Central universities have been given a two-month deadline to fill up their 6,000 plus vacancies, which form a third of all sanctioned faculty positions.
“Let us work on a mission mode. During Shikshat Parv [Education Festival], let us start a campaign, a mission to fill up these 6,000 seats within September and October,” said Education Minister Dharmendra Pradhan in his first interaction with the Vice-Chancellors of 45 Central universities on Friday.
He added that while there may be a few anomalies at some universities, all institutions should advertise their vacant posts by September 10.

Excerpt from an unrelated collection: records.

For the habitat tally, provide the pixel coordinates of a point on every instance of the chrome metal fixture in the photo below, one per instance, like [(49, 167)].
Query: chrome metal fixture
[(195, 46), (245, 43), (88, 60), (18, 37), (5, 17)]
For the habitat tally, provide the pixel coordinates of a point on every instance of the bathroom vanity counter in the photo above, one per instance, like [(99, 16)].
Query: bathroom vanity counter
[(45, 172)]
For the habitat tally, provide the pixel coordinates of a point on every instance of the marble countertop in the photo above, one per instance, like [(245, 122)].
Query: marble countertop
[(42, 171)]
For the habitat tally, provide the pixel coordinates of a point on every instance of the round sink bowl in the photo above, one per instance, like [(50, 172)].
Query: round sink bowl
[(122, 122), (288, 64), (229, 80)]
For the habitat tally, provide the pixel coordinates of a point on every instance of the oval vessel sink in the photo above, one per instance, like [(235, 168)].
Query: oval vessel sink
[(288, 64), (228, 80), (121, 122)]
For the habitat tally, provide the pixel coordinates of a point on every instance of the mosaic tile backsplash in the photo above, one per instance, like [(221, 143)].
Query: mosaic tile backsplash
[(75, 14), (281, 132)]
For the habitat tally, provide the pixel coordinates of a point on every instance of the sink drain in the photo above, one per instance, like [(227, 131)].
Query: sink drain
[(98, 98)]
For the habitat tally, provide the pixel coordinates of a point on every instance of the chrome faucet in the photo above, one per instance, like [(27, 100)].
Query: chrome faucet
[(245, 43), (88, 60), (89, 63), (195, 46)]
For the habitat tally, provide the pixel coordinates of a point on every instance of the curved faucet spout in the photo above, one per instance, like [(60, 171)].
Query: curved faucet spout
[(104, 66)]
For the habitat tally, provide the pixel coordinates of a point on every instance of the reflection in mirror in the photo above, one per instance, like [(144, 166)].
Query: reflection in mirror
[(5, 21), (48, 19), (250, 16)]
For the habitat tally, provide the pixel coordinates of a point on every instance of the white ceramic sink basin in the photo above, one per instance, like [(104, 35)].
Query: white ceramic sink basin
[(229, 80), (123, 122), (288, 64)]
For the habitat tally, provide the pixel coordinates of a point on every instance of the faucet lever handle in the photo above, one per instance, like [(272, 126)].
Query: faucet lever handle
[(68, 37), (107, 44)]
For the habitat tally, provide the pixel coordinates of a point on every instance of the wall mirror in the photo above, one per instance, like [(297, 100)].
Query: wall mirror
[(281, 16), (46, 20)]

Vice-Chancellors who participated in the meeting said there was a special focus on backlog vacancies — positions which have not been filled despite having been advertised — as well as on vacant positions which have been reserved for Scheduled Caste, Scheduled Tribe and Other Backward Class communities. Out of 6,229 vacant positions, 1,767 were for the OBC category, 1,012 for the SCs and 592 for the STs, Mr. Pradhan said.
As institutions start reopening their doors for physical classes after the COVID-19 shutdown, Mr. Pradhan urged them to be accommodative to students, but ensure that teaching and learning does not get disrupted. “On any campus, there may be student rebellion. On a campus, all live under a disciplinary framework, with commitment to the Constitution. But in a democracy, there must be accommodation and flexibility. The Vice-Chancellors are the custodians to ensure that the primary work of a university of teaching and learning does not get compromised,” he said.
Pat for JNU
Mr. Pradhan praised Jawaharlal Nehru University for introducing a new course on counter-terrorism that has come in for criticism for referring to “jihadi terrorism” as the only form of fundamentalist religious inspired terrorism. The course is meant for engineering graduate students specialising in international relations.
“Our engineers today are not just engineers. If a course helps engineering students understand the kind of obstacles they could face in developing social products, then I congratulate JNU for introducing such a course,” he said.
Focus on mother tongue
The Education Minister also emphasised the importance of using Indian languages in education at all levels, as recommended by the National Education Policy. He said he was not opposed to the English language in principle, and accepted that foreign languages helped Indians participate in the global economy, but pointed out that, prime importance had to be given to the mother tongues of learners.
With regard to other reforms proposed by the NEP such as four-year degrees and the academic credit bank, he urged the Vice-Chancellors to hold consultations and prepare the framework to begin implementation by 2022, but also acknowledged that universities had autonomy in their roll-out strategy given their differing challenges.